鹿児島県の大隅半島にある「花の木農場」では、東京ドーム5つ分もの広大な敷地で、現在約100名の障害者と支援スタッフ約30名がともに農業を営んでいる。創設は1975年。「農福連携」という言葉もまだなく、経済成長期の只中で障害者に対する社会の理解も不十分だった時代に、中村の両親が立ち上げた。中村の叔父、つまり父の兄弟の一人に軽度の障害があったことも背景の一つだ。以来50年に渡り、障害者がいきいきと暮らし働き、生きる喜びを感じる場としての農場を運営し続けている。

利用者の障害の程度や個性もさまざまだ。「花の木農場」では一人一人の特性に寄り添い、農作業を割り当てる。機械を運転できる利用者もいれば、チームワークで軽作業を行える利用者もいる。複雑な作業は、工程を単純作業のレベルまで分解して分担する。個々のできることを組み合わせれば、多くの作業が可能となる。利用者が参加できることに価値をおき、仕事を設計しているのだ。

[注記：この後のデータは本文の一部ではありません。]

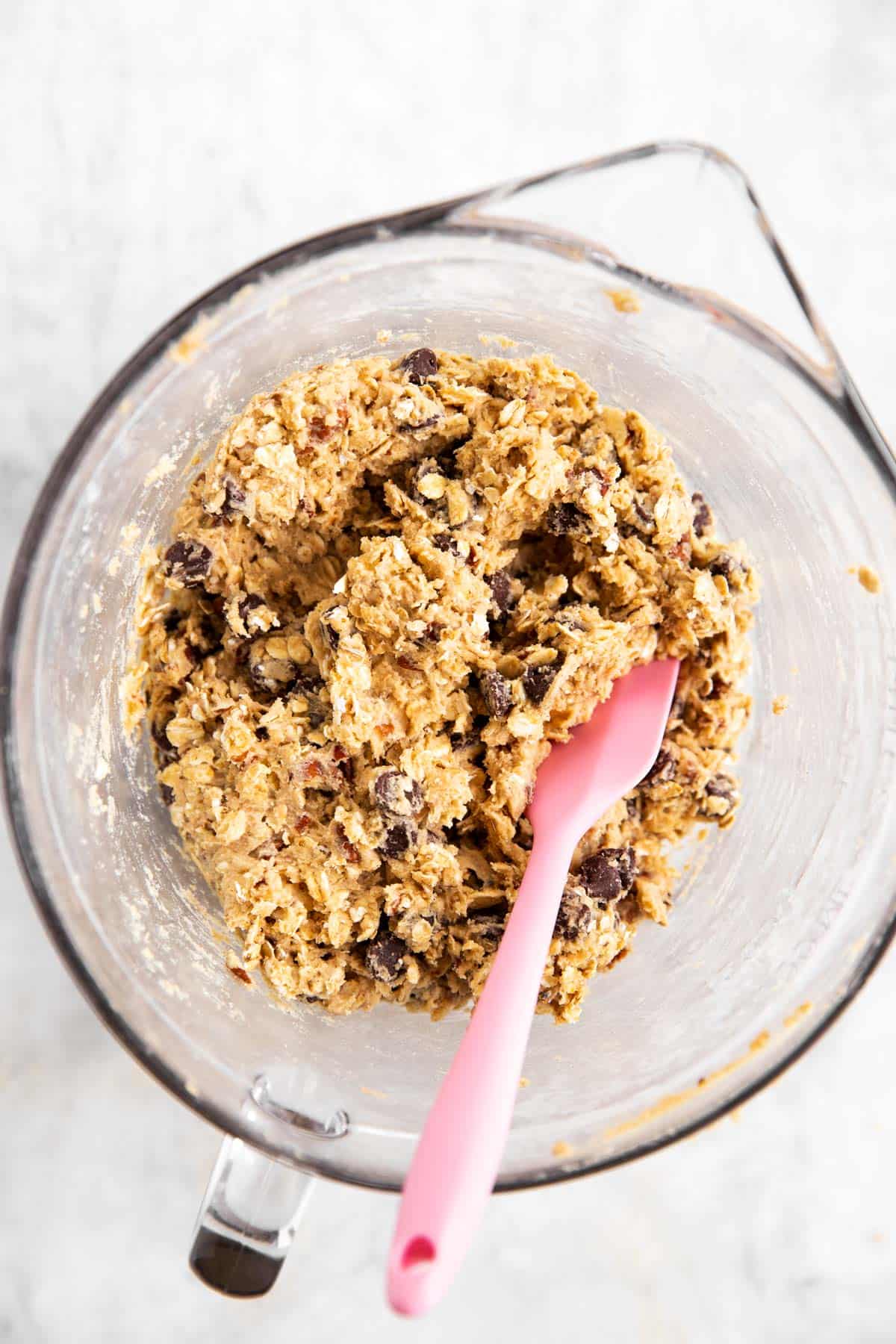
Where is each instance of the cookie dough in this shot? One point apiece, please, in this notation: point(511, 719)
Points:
point(394, 585)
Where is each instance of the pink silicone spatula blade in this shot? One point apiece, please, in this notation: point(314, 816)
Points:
point(460, 1151)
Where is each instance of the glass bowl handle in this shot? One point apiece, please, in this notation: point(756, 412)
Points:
point(684, 218)
point(247, 1221)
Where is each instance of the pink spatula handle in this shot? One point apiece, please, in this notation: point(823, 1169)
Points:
point(458, 1155)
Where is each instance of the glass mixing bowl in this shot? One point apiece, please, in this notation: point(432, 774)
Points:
point(777, 922)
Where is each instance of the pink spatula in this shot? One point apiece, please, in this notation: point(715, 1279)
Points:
point(460, 1149)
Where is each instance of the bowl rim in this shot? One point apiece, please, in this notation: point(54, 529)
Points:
point(835, 385)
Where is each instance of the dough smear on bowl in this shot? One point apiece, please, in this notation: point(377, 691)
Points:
point(394, 585)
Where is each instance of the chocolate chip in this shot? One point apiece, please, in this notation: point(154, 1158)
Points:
point(702, 514)
point(501, 596)
point(496, 692)
point(445, 542)
point(234, 497)
point(420, 364)
point(249, 604)
point(385, 957)
point(309, 683)
point(726, 564)
point(396, 793)
point(485, 927)
point(563, 519)
point(662, 769)
point(167, 752)
point(608, 874)
point(344, 764)
point(398, 839)
point(188, 562)
point(536, 682)
point(575, 917)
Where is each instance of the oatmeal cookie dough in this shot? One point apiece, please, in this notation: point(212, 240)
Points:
point(395, 584)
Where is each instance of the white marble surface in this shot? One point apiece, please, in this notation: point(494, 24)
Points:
point(149, 148)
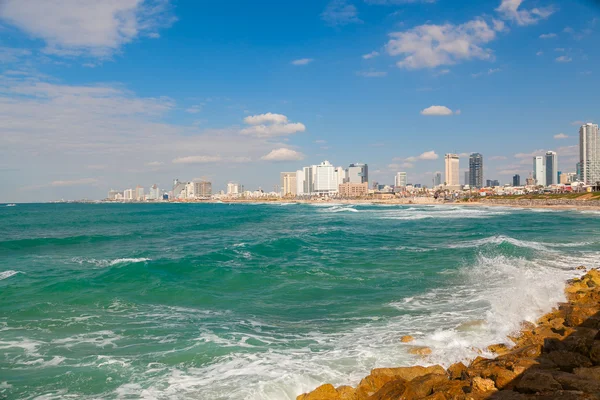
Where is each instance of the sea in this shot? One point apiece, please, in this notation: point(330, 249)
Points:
point(265, 301)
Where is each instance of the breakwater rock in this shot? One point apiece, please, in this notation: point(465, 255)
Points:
point(557, 358)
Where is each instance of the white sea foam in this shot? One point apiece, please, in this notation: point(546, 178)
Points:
point(109, 263)
point(8, 274)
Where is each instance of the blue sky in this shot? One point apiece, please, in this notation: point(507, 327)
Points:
point(112, 94)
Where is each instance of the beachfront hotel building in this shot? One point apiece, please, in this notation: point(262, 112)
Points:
point(452, 170)
point(539, 172)
point(401, 180)
point(475, 171)
point(551, 168)
point(288, 184)
point(589, 153)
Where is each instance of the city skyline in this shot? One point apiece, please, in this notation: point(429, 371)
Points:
point(89, 106)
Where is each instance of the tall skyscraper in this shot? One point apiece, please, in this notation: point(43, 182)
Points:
point(452, 170)
point(401, 179)
point(288, 184)
point(476, 170)
point(551, 168)
point(589, 153)
point(539, 172)
point(437, 179)
point(357, 173)
point(517, 180)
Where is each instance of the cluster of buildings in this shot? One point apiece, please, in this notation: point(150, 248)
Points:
point(327, 180)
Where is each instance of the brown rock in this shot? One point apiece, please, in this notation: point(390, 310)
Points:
point(420, 351)
point(481, 385)
point(592, 373)
point(499, 349)
point(537, 382)
point(456, 371)
point(324, 392)
point(424, 386)
point(567, 361)
point(391, 390)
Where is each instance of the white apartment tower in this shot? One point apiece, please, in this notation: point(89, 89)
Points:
point(539, 171)
point(401, 179)
point(589, 153)
point(452, 170)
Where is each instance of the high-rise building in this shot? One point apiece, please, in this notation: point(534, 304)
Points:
point(325, 179)
point(202, 188)
point(517, 180)
point(437, 179)
point(589, 153)
point(452, 170)
point(476, 170)
point(288, 184)
point(539, 172)
point(357, 173)
point(551, 168)
point(401, 180)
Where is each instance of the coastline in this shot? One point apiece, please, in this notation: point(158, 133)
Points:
point(557, 358)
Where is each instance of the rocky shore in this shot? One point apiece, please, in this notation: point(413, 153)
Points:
point(557, 358)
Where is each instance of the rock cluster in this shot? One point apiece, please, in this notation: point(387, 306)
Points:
point(557, 358)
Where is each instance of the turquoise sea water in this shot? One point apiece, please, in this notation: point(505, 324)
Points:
point(264, 301)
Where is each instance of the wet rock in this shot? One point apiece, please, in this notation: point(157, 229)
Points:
point(537, 382)
point(567, 361)
point(420, 351)
point(482, 385)
point(324, 392)
point(456, 371)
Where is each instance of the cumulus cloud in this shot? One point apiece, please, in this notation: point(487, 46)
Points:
point(270, 125)
point(87, 27)
point(426, 156)
point(430, 46)
point(339, 12)
point(302, 61)
point(438, 111)
point(370, 55)
point(283, 154)
point(372, 74)
point(511, 10)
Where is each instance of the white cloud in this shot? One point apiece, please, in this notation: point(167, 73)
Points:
point(427, 156)
point(196, 159)
point(76, 182)
point(510, 10)
point(430, 46)
point(283, 154)
point(339, 12)
point(490, 71)
point(271, 125)
point(195, 109)
point(370, 55)
point(564, 59)
point(86, 27)
point(372, 74)
point(302, 61)
point(437, 111)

一方、集中力が続かないなどの理由で農作業に参加できない利用者にとっても、農場は重要な場所だ。

「直接農作業に加わらなくても、農場の中で散歩しながらなんとなくその場に溶け込んでいたりするんです。居心地のよい居場所を見つけることで、反社会的な行動をしなくなるケースも見られます。この農場は生産の場であると同時に、居場所でもある。この包容力が農業の力だと思います」と、幼い頃からこの農場で多くの時間を過ごしてきた中村は言う。

多様な人々が農業をフィールドに、居場所と役割をシェアしながら生きる。それが「花の木農場」のコミュニティの姿だ。

オーガニックの緑茶栽培やアニマルウェルフェアに配慮した養豚

「花の木農場」の現在の主力生産品は、緑茶と豚肉、およびハムやソーセージなどの加工品だ。約7ヘクタールの茶畑のうち2割は有機JAS認定を受けており、東京オリンピックを機にASIAGAPの認証も取得し、その品質は折り紙つき。現在はノウフクJASの取得にも取り組んでいる。また、海外での需要を鑑み、今後は煎茶に加え抹茶の生産にも注力する予定だ。オーガニックかつダイバーシティや福祉と結びついた社会的意義を含む茶葉は、海外ではより大きなインパクトをもって迎え入れられる可能性が高い。

年間約3000頭を出荷している養豚にも、この農場だからこそできる強みが生きている。一般的には豚舎の清掃や給餌は機械で行われることが多いが、「花の木農場」では利用者がそれらの業務を担っている。「細かいことに気づき、作業が丁寧。そんな強みを持っている人が多いんです」と、人の手で隅々まで清潔に保たれた豚舎は元来きれい好きである豚のストレスを軽減し、給餌の際に人の目で行う健康チェックによって、生育状態や異変の兆候もきめ細かく管理できる。アニマルウェルフェアの観点でも優れた取り組みだと言える。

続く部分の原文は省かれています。